Oggi il mestiere si impara in Accademia

Hanno provenienze diverse, proprietà organolettiche differenti, metodi di lavorazione lontanissimi gli uni dagli altri. Vengono proposti in miscele, oppure in preziose "monorigine"

Hanno provenienze diverse, proprietà organolettiche differenti, metodi di lavorazione lontanissimi gli uni dagli altri. Vengono proposti in miscele, oppure in preziose «monorigine». E non tutti sono indicati per la stessa situazione. Per questo anche i caffè hanno bisogno del proprio sommelier. Non un semplice barista, neanche un semplice assaggiatore. Piuttosto, un conoscitore della storia e la cultura che si cela dietro a ogni tazzina. In grado di spiegare le peculiarità di ogni prodotto, dalla filiera alla biodiversità della materia prima.
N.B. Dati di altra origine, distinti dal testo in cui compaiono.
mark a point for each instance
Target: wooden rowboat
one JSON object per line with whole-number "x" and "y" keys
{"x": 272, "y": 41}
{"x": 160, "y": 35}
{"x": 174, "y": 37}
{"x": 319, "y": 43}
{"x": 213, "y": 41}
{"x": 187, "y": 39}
Anche questa figura è in crescita esponenziale, così come le associazioni che in Italia si occupano della formazione. La più accreditata è Aicaf, Accademia italiana maestri del caffè che, con i suoi corsi in tre livelli, insegna a distinguere e giudicare la qualità delle miscele. In poco più di dieci anni l'ente ha specializzato 384 «sommelier dell'espresso», 603 maestri del caffè e più di 1.200 assistenti.
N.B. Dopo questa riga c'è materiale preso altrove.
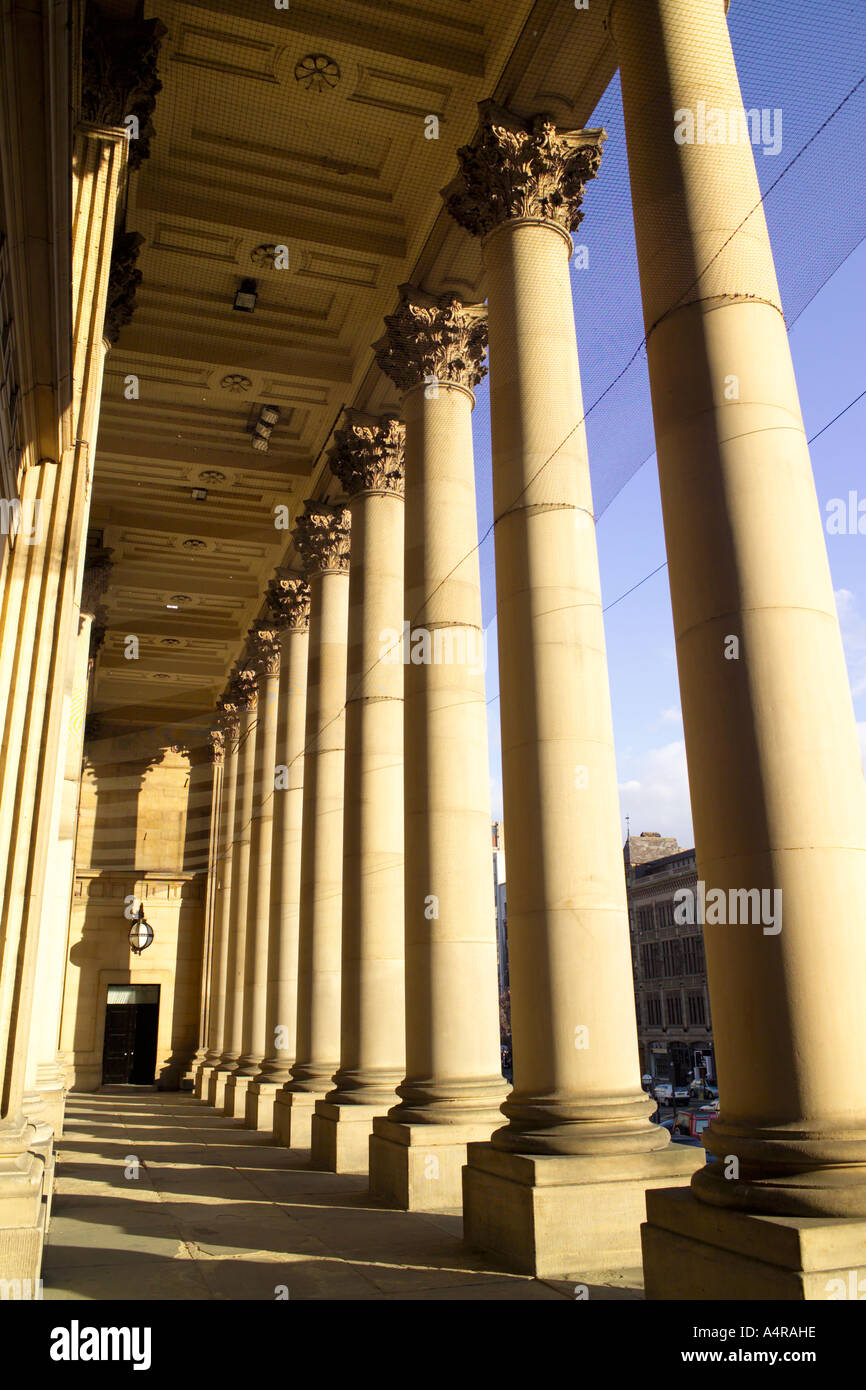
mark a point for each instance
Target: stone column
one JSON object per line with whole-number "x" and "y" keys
{"x": 369, "y": 463}
{"x": 773, "y": 761}
{"x": 289, "y": 601}
{"x": 433, "y": 350}
{"x": 323, "y": 542}
{"x": 264, "y": 651}
{"x": 207, "y": 1083}
{"x": 243, "y": 695}
{"x": 217, "y": 751}
{"x": 560, "y": 1187}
In alternativa è possibile prendere la «Patente per assaggiatore di caffè», grazie all'Iiac, Istituto internazionale assaggiatori caffè. Un ente nato nel 1993 e in grado di formare circa novemila professionisti nel nostro Paese. I più fortunati sono diventati «brand ambassador» dei giganti del settore, ma anche creatori di «blend» innovativi per le più importanti torrefazioni. Capaci di trasformare un momento di pausa in un vero e proprio viaggio sensoriale. Proprio come fa Valentin Hofer (nella foto) - considerato il primo sommelier del caffè nel nostro Paese - e titolare di Caroma, torrefazione e bottega del caffè di Fiè allo Sciliar in provincia di Bolzano. Lui i corsi da sommelier del caffè li ha seguiti nel 2007 a Vienna, quando questa figura in Italia era sconosciuta, e oggi è l'ambasciatore dei degustatori di caffè nel mondo.